Monday, September 15, 2014

Birding with Non-birders

At one time or another, all birders have had to face the problem of trying to bird in the company of non-birders.  Others will ask: "Can't we just go for a hike...without birding?" The answer, quite simply, is no.  Birders will always bird when given the opportunity, from hiking in pristine wilderness to driving down the highway.
When I am birding on a trail I take my time.  The rest of my family will be half a mile up the trail from me because I've just located a mixed flock and am pishing my brains out.  I lose track of how long I've been staring into the trees, especially when there is a Townsend's Solitaire staring back at me. 

I tried to get a picture of a MacGillivray's Warbler (lifer for me),
but this is the result when being hurried along by my family.
It's difficult to bird in secret when in the company of non-birders, so we have developed a list of tips for birding with non-birders.

1. Use your keen observation skills to find a cute, non-bird, creature to distract the group while you find more interesting animals (e.g. birds).

Golden-mantled Ground Squirrel- the perfect distraction while I go find an American Dipper.

2. Make the group want to go to a birding destination by enticing them with mind-blowing scenery.

Little do they know, a Townsend's Solitaire is lurking in those shrubs.

3. Just Keep Truckin' 

When everyone else stops to look at a tree or at a mountain that the whole group has seen a hundred times already, just keep hiking. This gives you a good buffer zone so if you locate a mixed flock or find a good bird, you have time to get a good look in before the group catches up. 

4. Use Guilt.

This one is sort of mean, but if you're looking at a bird and a non-birder comes over to tell you to keep moving, act all exasperated and pretend that they just scared off some cool bird. 
Example: "Hey! Let's keep it moving!" "Ahh! No! You just scared off a ________! Ugh!"
This usually makes the non-birder feel bad and let you keep birdin'.

5. Whatever you do, don't go to a sod farm.

Take a minute.  Look at this image.  If you think this looks like fun, then you are definitely a birder, no doubt about it.  Driving two hours to stare at grass is not a family-friendly activity.


  1. Sound advice. I usually keep a few chipmunks in the pocket to spice up hikes where they are not abundant. Most birder assume I'm simply trying to bait raptors...that is only a positive externality of the real intention.

    Birding at a sod farm, or some other erie, or barren place? Weed helps.

    1. Hmm, I've not gotten to the level of trapping chipmunks for the sole purpose of distraction, but soon. I'll have to work on my small-animal trapping abilities.

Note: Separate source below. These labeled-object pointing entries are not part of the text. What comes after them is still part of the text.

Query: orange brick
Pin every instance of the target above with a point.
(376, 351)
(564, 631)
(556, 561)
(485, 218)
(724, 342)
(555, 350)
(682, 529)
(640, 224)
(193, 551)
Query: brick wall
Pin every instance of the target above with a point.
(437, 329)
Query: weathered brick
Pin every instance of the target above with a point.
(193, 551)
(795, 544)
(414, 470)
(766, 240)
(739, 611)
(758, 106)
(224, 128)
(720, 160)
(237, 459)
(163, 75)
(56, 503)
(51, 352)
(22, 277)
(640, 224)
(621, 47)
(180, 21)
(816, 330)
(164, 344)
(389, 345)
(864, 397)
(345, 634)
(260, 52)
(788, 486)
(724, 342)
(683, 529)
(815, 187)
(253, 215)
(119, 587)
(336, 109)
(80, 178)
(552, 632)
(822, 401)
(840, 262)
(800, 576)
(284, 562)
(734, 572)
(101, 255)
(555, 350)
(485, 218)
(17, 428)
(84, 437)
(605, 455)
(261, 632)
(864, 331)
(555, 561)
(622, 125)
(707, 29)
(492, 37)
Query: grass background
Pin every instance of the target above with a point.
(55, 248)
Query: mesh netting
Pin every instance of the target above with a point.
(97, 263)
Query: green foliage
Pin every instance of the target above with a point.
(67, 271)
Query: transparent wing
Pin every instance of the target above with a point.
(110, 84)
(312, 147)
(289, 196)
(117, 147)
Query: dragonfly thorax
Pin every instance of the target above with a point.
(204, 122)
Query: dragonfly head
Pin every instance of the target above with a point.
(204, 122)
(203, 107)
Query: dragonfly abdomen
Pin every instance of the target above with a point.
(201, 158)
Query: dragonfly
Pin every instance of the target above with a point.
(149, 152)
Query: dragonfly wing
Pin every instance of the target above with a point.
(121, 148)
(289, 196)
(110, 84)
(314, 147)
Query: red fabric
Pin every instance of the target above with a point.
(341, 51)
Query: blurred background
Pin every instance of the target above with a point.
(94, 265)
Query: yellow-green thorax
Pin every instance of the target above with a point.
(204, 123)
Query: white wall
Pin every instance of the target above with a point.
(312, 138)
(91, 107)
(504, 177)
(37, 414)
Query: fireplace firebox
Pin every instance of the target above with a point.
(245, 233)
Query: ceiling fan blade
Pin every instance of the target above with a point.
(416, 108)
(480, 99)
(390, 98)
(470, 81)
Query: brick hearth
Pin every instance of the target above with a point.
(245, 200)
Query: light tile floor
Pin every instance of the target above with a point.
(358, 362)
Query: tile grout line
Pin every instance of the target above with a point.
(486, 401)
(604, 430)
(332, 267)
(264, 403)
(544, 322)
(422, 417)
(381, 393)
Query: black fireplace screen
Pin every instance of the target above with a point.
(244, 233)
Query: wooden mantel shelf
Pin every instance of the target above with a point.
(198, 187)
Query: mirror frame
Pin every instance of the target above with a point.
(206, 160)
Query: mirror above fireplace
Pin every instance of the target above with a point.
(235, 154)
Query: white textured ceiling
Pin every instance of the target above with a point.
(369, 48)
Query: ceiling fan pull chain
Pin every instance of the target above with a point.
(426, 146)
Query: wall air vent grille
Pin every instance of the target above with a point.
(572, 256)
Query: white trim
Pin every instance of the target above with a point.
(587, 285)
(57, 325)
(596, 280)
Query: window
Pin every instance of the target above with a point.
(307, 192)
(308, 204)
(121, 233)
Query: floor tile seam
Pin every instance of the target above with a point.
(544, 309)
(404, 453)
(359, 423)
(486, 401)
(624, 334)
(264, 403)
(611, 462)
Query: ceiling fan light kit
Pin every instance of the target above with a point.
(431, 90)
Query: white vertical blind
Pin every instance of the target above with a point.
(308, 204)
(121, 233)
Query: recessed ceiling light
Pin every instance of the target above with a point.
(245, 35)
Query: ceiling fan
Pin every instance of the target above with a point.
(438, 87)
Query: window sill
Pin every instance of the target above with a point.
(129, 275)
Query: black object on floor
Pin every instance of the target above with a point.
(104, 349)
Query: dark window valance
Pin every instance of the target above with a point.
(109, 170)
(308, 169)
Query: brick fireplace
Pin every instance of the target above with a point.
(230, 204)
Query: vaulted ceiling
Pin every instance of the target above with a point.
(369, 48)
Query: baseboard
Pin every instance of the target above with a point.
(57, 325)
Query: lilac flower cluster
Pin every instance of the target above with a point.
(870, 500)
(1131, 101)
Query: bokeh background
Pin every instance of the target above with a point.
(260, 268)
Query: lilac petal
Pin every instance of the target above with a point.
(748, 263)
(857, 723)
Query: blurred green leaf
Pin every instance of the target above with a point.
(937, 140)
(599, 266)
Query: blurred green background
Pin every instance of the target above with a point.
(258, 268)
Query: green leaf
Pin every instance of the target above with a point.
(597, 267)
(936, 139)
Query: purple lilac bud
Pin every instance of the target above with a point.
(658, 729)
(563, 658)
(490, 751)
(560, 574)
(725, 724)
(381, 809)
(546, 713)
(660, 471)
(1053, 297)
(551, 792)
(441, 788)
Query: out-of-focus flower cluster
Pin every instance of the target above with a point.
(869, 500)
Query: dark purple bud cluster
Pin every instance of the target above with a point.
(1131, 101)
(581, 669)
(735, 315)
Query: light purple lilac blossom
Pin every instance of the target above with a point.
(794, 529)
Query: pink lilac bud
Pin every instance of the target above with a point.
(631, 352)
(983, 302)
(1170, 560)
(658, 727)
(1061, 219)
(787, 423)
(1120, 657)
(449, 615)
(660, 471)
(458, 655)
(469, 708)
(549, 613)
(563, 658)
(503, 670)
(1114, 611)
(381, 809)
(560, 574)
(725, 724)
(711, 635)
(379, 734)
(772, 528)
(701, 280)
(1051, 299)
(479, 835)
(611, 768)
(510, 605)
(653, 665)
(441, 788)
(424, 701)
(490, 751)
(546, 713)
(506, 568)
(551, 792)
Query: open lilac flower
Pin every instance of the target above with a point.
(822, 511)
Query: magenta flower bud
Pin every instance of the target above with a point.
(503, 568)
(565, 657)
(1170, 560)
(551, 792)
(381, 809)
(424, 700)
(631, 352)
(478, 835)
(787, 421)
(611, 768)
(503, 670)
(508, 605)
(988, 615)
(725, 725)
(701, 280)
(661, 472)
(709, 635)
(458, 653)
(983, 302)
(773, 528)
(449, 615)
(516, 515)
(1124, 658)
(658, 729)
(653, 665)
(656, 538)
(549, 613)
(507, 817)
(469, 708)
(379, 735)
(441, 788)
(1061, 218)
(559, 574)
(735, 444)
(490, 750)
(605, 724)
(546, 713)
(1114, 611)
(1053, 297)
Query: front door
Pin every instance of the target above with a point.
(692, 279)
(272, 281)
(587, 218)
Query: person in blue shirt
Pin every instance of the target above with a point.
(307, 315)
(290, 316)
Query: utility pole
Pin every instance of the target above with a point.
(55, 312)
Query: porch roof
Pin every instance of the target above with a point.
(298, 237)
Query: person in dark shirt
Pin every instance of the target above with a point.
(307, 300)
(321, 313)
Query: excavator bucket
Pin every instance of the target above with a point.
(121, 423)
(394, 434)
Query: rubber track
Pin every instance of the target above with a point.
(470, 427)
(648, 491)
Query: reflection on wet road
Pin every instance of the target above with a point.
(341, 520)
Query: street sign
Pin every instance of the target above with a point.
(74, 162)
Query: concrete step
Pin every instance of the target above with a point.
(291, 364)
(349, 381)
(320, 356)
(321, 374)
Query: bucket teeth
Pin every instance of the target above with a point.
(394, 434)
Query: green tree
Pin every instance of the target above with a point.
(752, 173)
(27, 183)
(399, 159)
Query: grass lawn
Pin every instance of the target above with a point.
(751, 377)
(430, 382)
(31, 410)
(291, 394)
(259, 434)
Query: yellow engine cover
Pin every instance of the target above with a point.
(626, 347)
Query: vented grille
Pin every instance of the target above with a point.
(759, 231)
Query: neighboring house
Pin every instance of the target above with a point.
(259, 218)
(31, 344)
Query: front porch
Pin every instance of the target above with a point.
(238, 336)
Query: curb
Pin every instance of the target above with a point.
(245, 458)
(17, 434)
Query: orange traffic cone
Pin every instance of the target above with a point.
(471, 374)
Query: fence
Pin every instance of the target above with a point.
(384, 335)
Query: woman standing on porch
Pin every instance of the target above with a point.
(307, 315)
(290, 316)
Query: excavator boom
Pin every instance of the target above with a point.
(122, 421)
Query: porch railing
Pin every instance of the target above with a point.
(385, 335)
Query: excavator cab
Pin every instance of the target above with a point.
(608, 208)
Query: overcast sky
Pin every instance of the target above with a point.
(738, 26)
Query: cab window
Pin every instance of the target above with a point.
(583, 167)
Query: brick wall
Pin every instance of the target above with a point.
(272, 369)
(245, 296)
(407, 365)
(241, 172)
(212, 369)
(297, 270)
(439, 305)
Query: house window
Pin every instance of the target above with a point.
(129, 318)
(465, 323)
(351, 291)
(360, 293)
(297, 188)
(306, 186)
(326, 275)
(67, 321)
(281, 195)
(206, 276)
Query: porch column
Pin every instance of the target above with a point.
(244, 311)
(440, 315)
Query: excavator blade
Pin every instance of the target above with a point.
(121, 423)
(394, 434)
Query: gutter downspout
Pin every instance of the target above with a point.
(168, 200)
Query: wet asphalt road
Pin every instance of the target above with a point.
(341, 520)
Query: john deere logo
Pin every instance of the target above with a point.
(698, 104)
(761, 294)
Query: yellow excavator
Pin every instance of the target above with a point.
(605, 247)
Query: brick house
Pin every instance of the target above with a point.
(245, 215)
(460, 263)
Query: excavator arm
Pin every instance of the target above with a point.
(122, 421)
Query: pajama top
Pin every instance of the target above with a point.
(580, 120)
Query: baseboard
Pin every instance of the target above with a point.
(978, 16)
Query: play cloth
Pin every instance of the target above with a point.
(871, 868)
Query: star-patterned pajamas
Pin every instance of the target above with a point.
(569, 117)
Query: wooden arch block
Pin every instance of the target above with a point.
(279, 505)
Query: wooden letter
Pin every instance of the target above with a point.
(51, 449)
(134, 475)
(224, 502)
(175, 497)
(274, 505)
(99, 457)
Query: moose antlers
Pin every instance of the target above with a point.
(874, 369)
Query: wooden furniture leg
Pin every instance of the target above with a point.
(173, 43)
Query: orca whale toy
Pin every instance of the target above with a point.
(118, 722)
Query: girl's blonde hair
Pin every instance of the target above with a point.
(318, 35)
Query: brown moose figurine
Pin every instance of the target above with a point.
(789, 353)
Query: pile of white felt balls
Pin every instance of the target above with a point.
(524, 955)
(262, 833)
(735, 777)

  2. That is not a chipmunk, it is a Golden-Mantled Ground Squirrel.

    Chipmunks all have prominent dark eye-stripes staring in the lores and extending nearly to the back of the head, which are offset by light-colored supercilium and subcilium, which extend just as far.

    On the photographed sciurid, notice the eye-ring, broken in front and back which merely suggest an eye-line. Notice that the lores are the same color as the rest of the head, which gives it a blank-faced expression.

    Sortof like calling a female House Finch a Lark Sparrow

    1. Thanks for the ground squirrel tips! We are so busy identifying the birds we forget about the mammals. I'll get on Sam to retract his stringy rare mammal report he submitted to the Wyoming Mammal Record Committee.

    2. Oh no! I neglected to bring my mammals guide to Glacier with me! I even remember telling myself to keep an eye out for Golden-mantled Ground Squirrels. I will change that as soon as I get the chance and sorry for the confusion.
      I like the analogy, I know how pissed I would get if someone misidentified a HOFI for a Lark Sparrow.